How come? It is because neither GIA, nor any other internationally recognized diamond grading lab that operates in the B2B market, relates the issue of tint on their grading reports.
It must be noted that this issue is NOT something new that has come only to light now or that it is new to the trade. In fact, within the trade itself, tint, sometimes also related to as ‘hue,’ is in effect a non-issue as the rule of ‘caveat emptor’ reigns: we know about it. You know about it (if you do not you’re apparently not a diamond professional) and the professional downstream market also is aware of this.
However, when outsiders, i.e. investors, investment brokers, and consumers are sold stones under the premise that all diamonds that were assigned a ‘D’ color grade are invariably the same, we are in fact operating in a misleading mode—at best—and in a fraudulent mode, at worst!
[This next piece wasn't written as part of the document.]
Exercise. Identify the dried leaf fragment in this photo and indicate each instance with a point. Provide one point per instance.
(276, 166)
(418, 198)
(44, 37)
Let’s expand on this a little more. When a consumer buys a piece of jewelry, he or she is not (yet) concerned about the resale value as it is an emotional purchase and reselling is not on his or her mind. For the investor, however, the resale value of the stone is of paramount importance—for no serious investor will enter into an investment without a clear and efficient way to realize his investment. However, under the current circumstances, at the point of sale the issue of tint/hue will impact his sale greatly.
Waldman is asking grading labs to start adding tint to their reports. GIA has told him it is “continuing to look” at this. He adds:
I’d hope that this article will help jumpstart a discussion, and that ultimately the representative organizations of the trade—such as the IDC (on behalf of WFDB and IDMA) and CIBJO, will bring this to the discussion table. Once that happens, the labs and the gemological business community at large will have to face the music.